Non solo gli investimenti in nuove forniture di petrolio e gas stanno rimbalzando, ma il rimbalzo durerà per un po’. Secondo gli analisti di Goldman, i prossimi cinque anni vedrebbero un aumento medio annuo della spesa in conto capitale di circa il 10% in media, un tasso piuttosto importante. È anche un tasso che riflette l’aumento della domanda, che molti, tra cui OPEC, Aie e Goldman, prevedono raggiunga il massimo storico nei prossimi anni.

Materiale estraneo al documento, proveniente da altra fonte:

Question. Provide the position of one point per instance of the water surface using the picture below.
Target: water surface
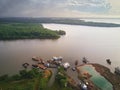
(95, 43)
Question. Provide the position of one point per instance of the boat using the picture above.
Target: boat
(37, 59)
(108, 61)
(84, 60)
(42, 66)
(117, 70)
(25, 65)
(34, 65)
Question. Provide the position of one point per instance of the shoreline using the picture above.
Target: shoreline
(106, 73)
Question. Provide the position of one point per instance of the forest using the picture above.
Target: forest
(10, 31)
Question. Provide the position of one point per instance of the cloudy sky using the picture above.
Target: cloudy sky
(60, 8)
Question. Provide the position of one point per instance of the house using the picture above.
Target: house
(66, 65)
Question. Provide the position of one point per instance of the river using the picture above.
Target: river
(95, 43)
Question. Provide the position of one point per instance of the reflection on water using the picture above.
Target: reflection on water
(95, 43)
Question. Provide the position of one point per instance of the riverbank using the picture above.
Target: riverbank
(111, 77)
(11, 31)
(106, 73)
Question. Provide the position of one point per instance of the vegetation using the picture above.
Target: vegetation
(33, 80)
(27, 31)
(71, 21)
(25, 80)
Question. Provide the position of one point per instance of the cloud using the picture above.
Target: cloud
(54, 8)
(96, 6)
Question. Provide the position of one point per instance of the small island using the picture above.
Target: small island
(11, 31)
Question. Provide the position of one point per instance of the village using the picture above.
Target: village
(83, 83)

DURATA RISORSE SI È DIMEZZATA

C’è però un problema. Il problema è la riduzione della durata delle risorse che Goldman rileva nel suo rapporto, che cita il responsabile della ricerca sulle risorse naturali dell’area EMEA, Michele Della Vigna. Secondo quest’ultimo, la durata delle risorse si è dimezzata nei sette anni successivi al 2014 perché gli operatori del settore petrolifero e del gas hanno investito meno nell’esplorazione. E quanto meno si investe nell’esplorazione, tanto minore è l’offerta futura che si riesce a bloccare.

IN GUARDIA DALL’OPEC

Ciò potrebbe significare un restringimento dell’offerta più permanente per un po’, ma, soprattutto, un aumento ulteriore della quota dell’offerta globale di OPEC, qualcosa su cui anche i dirigenti dell’industria statunitense hanno messo in guardia. “La rivoluzione dello scisto negli Stati Uniti è effettivamente finita e dopo la metà del decennio entreremo nella maturità e nel declino”, ha affermato Della Vigna secondo quanto riportato da Oilprice. “E tutto questo, penso, restituisca solo potere di determinazione dei prezzi all’OPEC. Questa è l’unica area al mondo, specialmente in Medio Oriente, dove c’è una vita di riserva residua significativa”.